At the same age, NBA legend Michael Jordan had just as many titles, just as many MVP awards, and his Bulls weren't even the favorites (despite home court advantage) as they prepared to take on the Los Angeles Lakers in the 1991 NBA Finals.
All this was enough for Jordan teammate and guy-who-should-know Scottie Pippen to toss this out, while appearing on ESPN Radio Friday morning:
"Michael Jordan is probably the greatest scorer to ever play the game. I may go so far as saying LeBron James may be the greatest player to ever play the game."
Whoa, guy. Seriously?
(And is he actually wrong?)
No, James hasn't surpassed Jordan in any meaningful way yet. He hasn't won jack, in comparison to MJ's six titles. He hasn't simultaneously won a Defensive Player of the Year in the same season he led the NBA in scoring, though that might be Dwight Howard's fault more than anything else. And because James joined the Miami Heat midway through his career, he'll never be looked at as the singular drive behind any championships he earns. After all, when Jordan won his first ring in 1991, Pippen hadn't even made an All-Star team by then.
But parsed correctly, tossing in a "might be" before "the greatest player to ever play the game," and following that with a "when all is said and done," Pip has to be taken seriously, here.
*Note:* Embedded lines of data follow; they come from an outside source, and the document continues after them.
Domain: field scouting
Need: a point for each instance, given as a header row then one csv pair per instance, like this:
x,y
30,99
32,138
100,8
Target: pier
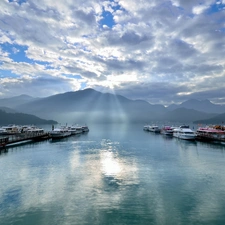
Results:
x,y
19,138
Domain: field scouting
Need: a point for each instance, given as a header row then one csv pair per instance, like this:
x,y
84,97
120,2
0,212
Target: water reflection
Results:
x,y
133,179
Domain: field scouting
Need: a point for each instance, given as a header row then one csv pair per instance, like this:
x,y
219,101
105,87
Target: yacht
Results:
x,y
146,128
167,130
85,128
61,132
154,128
184,133
210,134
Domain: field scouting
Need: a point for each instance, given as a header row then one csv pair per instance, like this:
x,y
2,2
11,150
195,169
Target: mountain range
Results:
x,y
91,106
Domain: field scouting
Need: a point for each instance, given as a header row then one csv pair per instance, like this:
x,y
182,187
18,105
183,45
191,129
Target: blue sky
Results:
x,y
159,51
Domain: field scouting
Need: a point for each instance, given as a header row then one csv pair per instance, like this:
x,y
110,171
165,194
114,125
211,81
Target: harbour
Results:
x,y
114,174
34,134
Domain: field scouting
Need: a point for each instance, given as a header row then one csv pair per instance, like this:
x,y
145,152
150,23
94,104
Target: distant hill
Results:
x,y
21,119
90,105
202,106
16,101
186,115
219,119
8,110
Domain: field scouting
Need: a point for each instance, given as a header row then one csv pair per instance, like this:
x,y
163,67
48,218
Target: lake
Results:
x,y
114,174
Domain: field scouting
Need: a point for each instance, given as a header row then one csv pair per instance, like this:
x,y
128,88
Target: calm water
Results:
x,y
115,174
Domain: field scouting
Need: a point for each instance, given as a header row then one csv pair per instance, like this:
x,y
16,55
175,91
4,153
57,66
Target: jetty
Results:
x,y
22,137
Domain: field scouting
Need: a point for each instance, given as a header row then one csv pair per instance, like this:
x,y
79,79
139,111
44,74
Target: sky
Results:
x,y
163,52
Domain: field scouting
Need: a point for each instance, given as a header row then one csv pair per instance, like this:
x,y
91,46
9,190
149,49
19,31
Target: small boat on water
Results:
x,y
210,134
184,133
10,129
146,128
167,130
154,128
58,133
85,128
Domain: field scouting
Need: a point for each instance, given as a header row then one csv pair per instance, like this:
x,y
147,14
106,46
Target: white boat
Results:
x,y
11,129
145,128
184,133
2,131
85,128
154,128
72,129
79,129
167,130
61,132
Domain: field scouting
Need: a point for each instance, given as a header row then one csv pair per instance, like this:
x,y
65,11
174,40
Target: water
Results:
x,y
115,174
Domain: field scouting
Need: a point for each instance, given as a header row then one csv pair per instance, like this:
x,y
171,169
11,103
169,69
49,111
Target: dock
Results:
x,y
20,138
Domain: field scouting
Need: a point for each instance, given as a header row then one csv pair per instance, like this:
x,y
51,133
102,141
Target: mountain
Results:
x,y
21,119
202,106
186,115
16,101
90,105
219,119
7,110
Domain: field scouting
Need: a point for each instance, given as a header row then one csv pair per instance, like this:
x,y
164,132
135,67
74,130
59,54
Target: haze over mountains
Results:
x,y
90,106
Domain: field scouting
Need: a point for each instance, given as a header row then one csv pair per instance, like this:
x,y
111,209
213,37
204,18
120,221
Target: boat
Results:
x,y
184,133
3,131
154,128
167,130
85,128
72,129
210,134
11,129
146,128
58,133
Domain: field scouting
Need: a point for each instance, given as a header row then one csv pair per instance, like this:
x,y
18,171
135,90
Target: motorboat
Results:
x,y
58,133
72,129
146,128
167,130
154,128
184,133
210,134
85,128
11,129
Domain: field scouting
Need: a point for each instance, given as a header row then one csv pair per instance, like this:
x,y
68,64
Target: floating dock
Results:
x,y
20,138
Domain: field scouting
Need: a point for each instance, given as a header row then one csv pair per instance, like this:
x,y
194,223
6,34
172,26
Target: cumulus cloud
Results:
x,y
160,51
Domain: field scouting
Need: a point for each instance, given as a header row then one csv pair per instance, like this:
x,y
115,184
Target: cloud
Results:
x,y
171,50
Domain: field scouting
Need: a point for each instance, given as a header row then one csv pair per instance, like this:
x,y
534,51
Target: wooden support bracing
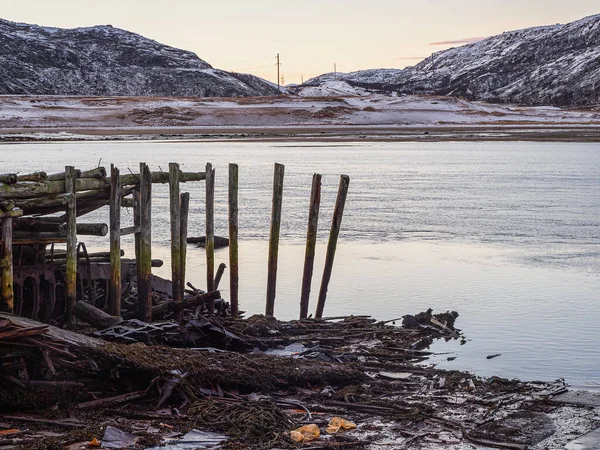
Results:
x,y
274,238
115,243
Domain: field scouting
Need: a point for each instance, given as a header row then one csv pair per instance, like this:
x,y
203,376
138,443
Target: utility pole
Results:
x,y
278,85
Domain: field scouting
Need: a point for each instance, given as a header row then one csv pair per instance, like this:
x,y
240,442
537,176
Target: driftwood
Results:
x,y
170,306
94,316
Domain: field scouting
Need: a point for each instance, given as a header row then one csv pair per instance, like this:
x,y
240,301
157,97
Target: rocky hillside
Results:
x,y
551,65
108,61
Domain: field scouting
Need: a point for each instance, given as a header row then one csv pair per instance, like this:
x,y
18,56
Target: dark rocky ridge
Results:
x,y
108,61
550,65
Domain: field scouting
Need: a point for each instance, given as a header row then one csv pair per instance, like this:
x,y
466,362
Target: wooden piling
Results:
x,y
210,233
274,238
311,241
185,208
336,223
71,262
233,240
219,275
145,245
6,264
115,242
175,203
136,223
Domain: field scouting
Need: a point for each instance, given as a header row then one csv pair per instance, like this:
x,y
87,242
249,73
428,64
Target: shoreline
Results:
x,y
309,133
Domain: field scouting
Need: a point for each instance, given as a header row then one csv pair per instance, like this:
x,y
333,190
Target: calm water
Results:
x,y
508,234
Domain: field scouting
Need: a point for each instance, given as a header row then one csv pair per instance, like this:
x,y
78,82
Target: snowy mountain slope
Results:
x,y
103,60
554,65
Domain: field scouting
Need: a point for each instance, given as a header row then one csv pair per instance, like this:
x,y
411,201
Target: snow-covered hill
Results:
x,y
104,60
550,65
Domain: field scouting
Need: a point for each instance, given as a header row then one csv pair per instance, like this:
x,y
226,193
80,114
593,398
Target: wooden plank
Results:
x,y
233,240
175,215
336,223
129,230
114,305
274,238
71,263
311,243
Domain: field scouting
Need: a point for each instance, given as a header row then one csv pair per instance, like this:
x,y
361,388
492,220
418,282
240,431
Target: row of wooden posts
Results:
x,y
179,209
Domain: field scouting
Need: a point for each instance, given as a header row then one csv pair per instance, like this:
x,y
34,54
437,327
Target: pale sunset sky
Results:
x,y
310,35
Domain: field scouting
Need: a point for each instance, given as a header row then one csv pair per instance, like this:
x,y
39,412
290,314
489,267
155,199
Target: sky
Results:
x,y
310,35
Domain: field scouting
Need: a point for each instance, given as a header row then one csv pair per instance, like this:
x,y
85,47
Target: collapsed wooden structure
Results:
x,y
39,210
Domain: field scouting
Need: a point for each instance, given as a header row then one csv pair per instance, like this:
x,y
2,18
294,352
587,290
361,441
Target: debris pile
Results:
x,y
346,382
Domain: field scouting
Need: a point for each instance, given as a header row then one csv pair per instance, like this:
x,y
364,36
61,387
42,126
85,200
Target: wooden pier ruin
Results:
x,y
39,211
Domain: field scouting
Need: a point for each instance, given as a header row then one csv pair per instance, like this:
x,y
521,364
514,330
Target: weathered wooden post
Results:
x,y
210,233
336,223
311,241
175,202
6,262
185,208
71,260
219,275
233,240
137,236
115,242
145,244
274,238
James is 26, and he might be the greatest player to ever play the game when all is said and done. A lot of us have felt that for years.
Pippen, as you'd guess, has been put on the defensive. Fans are getting after him on his Twitter account, and earlier on Friday he posted this:
Ah, Scottie, you don't need to be that defensive. You may be the most versatile defender in NBA history, but you don't need to darken the mood, here. You just need to brighten, and clarify. By any reasonable standard, be they rings or Player Efficiency Ratings or "I seen 'em"-recollections, Jordan is the best ever.
But LeBron James? He has the talent and the time to surpass him. And for those of us, "watching and cheering," that obsessed over every one of Jordan's minutes in his prime? We can understand that.
It's on you now, LeBron. It's not on Scottie. Because he could be right.